I've always been super impressed with their "higher" end stuff (the top two groups on the road and mtb side respectively). Until now. I feel like they've fallen off the back a little.

On the road side, SRAM has taken a big leap forward with wireless electronic. The wireless aspect is a huge boon for esthetics, not to mention simplicity in installation. Third the simplicity of the shifting controls is unparalleled. Shimano meanwhile decided inexplicably to go with a wired system, adding a great deal of clutter and hours to the install time. Four shift controls vs two is inferior ergonomically as well.

On the mountain side, shimano has fallen off the back sticking with a wired system and only very recently adopting a single ring design. Single rings have completely taken over the mtb market and reviews for Eagle, their 12 speed, are very positive.

I just saw the recent designs for dura ace and ultegra and the cranksets look absolutely awful. There is no innovation: basically minor tweaks with a major downgrade in esthetics.

I hate to say it, but shimano is becoming a stodgy, very conservative company afraid to take risks and innovate. They'd rather refine proven designs rather than risk striking out by swinging for home runs.

I feel like Eagle and Etap are home runs (well, maybe etap is a triple). Whereas Shimano is focused more on hitting a ton of uneventful singles. It's like Frank Thomas the Big Hurt vs Ichiro Suzuki.

My sense is that SRAM is poised to take the industry lead in components innovation. That's not a bad thing, but they were so dominant for so long, maybe it just took a rogue company like SRAM to show up Shimano's weaknesses.

If cost were no object, I would be going with Etap and Eagle, no question.
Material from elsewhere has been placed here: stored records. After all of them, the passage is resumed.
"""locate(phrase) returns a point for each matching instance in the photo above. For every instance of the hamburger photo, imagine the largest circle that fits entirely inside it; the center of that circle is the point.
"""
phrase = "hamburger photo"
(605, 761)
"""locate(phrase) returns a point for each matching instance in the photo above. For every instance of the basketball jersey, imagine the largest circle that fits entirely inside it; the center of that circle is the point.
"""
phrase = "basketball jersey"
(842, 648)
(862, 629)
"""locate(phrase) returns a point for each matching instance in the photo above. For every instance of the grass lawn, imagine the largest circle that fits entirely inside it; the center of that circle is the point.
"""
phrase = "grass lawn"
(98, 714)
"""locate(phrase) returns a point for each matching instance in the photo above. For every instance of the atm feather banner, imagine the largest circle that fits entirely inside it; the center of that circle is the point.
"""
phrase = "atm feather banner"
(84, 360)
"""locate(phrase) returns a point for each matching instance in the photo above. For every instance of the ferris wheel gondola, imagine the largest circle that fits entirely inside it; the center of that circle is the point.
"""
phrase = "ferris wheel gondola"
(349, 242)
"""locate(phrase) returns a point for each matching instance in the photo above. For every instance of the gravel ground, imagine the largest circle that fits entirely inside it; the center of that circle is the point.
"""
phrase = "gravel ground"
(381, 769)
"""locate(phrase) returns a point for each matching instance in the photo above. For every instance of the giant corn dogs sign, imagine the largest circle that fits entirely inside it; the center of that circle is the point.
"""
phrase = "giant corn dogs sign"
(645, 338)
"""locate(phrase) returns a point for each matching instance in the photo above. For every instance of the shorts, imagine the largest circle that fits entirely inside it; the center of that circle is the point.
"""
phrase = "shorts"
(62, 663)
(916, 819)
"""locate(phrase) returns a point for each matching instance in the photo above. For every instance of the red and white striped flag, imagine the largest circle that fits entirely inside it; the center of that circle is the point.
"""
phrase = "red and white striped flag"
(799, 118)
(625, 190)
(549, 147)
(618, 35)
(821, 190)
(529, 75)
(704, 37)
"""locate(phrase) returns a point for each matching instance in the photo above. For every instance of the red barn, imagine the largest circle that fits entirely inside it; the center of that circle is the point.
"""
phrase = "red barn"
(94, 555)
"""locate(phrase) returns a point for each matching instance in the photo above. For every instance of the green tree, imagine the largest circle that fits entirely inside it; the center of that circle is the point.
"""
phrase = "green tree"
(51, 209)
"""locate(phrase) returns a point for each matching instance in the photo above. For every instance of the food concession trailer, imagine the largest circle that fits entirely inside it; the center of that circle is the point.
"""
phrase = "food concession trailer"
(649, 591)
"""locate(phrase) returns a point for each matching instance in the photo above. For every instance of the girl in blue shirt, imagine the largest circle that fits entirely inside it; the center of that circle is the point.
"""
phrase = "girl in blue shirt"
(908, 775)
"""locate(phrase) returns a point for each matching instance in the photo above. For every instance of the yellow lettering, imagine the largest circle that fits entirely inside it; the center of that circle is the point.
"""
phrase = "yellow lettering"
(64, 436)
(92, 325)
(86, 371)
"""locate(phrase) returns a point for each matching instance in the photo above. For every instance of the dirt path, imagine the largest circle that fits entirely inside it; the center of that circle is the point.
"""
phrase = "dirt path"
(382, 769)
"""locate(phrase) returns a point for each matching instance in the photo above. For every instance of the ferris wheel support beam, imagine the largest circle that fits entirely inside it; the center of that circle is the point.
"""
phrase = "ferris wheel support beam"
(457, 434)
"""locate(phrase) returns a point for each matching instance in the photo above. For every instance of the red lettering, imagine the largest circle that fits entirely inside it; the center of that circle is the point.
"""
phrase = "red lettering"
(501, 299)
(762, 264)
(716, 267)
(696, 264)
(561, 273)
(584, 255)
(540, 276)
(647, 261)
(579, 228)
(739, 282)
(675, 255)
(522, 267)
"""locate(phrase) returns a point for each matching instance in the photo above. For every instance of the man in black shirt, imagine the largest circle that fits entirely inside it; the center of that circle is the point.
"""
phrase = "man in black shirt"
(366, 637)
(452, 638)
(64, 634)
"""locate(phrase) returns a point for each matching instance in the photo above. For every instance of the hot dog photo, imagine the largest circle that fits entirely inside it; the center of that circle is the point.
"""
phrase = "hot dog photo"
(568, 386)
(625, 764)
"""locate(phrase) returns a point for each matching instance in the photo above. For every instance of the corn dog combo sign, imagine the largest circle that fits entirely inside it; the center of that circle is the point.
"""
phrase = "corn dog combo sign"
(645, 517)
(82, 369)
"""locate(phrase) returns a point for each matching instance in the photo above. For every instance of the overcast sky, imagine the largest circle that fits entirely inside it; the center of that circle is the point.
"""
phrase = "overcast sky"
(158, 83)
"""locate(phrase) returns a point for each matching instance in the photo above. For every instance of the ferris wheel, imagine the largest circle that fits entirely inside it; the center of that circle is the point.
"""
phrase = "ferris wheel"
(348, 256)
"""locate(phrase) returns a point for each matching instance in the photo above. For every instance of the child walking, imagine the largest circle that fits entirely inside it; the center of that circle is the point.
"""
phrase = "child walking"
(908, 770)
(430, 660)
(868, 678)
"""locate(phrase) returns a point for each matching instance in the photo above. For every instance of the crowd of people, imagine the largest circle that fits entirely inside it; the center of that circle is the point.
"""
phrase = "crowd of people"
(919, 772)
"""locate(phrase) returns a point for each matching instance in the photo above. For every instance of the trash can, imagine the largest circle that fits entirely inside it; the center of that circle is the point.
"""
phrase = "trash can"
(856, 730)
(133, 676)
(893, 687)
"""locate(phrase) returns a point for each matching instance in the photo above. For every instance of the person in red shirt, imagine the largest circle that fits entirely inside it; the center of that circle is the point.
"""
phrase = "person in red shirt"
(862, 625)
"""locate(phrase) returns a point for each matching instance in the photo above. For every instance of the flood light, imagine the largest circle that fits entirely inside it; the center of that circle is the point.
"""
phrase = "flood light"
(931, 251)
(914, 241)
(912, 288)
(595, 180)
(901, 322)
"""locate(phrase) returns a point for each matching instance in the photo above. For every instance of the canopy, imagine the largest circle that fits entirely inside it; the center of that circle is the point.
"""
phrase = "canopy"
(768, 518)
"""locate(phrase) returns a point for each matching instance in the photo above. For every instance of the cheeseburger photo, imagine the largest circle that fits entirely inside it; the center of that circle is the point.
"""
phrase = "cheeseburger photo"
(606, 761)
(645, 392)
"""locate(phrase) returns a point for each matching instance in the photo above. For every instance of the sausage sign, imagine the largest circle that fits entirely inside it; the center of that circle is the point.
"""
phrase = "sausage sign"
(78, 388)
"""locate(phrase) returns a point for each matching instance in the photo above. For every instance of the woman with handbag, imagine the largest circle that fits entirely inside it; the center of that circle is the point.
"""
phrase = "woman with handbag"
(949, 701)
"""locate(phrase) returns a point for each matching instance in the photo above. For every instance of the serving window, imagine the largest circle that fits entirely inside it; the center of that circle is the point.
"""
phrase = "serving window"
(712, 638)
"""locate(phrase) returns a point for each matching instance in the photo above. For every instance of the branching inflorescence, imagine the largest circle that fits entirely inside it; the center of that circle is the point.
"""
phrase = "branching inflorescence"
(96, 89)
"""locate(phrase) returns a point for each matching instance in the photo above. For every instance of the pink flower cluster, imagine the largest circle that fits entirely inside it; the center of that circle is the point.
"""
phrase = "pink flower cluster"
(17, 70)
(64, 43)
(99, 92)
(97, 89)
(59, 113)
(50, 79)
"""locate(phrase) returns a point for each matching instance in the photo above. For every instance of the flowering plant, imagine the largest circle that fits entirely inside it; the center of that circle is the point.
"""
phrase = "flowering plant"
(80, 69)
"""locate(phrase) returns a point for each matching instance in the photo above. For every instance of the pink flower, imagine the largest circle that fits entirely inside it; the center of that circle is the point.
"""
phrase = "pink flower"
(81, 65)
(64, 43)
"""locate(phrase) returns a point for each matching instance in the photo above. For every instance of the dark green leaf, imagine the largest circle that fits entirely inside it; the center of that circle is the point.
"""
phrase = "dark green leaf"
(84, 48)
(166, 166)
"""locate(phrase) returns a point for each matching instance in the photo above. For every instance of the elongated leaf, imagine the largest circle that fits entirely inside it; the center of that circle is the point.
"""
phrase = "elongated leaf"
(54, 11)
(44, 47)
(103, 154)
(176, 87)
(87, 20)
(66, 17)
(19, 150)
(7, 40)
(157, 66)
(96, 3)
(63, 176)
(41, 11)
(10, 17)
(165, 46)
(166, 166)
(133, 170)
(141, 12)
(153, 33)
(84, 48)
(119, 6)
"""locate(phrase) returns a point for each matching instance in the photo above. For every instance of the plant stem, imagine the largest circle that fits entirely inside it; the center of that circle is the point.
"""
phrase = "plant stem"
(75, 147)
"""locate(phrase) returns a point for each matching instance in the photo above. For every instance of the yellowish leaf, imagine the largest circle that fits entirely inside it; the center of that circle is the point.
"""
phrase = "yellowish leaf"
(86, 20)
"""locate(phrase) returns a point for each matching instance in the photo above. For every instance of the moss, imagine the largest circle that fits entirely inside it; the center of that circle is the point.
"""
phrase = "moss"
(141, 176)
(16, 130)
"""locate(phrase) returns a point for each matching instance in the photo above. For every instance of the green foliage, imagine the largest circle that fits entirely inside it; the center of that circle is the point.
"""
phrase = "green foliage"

Who do you think becomes the market leader in the years to come? Will Shimano hang on as the top dog or can SRAM take the lead?

Shimano Di2 is far more configurable than ETap. You want paddle-style shifting on Di2 (or any goofy config to do shifting), you can set it up on your phone in 30 seconds. You want auto-shifting of the FD-you can get it. Both are things AFAIK ETap cannot do. Also it has none of the obnoxious "features". Etap:

-The FD parallelogram bulges outboard it preventing it from working with certain cranksets, depending on arm-Q-factor.
-The battery bulges out back and to the inboard capping tire-size on many framesets. Hence why you don't see it on bigger-tire bikes, and only SRAM's 1X systems.
-The FD braze receiver is molded such that it caps high/low adjustability on the plethora of bikes with fixed FD brazes (and not clamp-on collars)
-The FD doesn't even have auto-trim.


Di2 is all around a home run, aside from needing to route wires. Which is only annoying once in the lifetime of a frame-and is only a problem on certain cranks/BBs depending on if they were designed for Di2 cable routing internally through the shell or not. Claiming Di2 is stodgy and not innovative is just plain funny. Further some of the above "features" SRAM has told reviewers they have no intention of ever actually fixing.

Last edited by Marcus_Ti; 05-07-17 at 04:22 PM.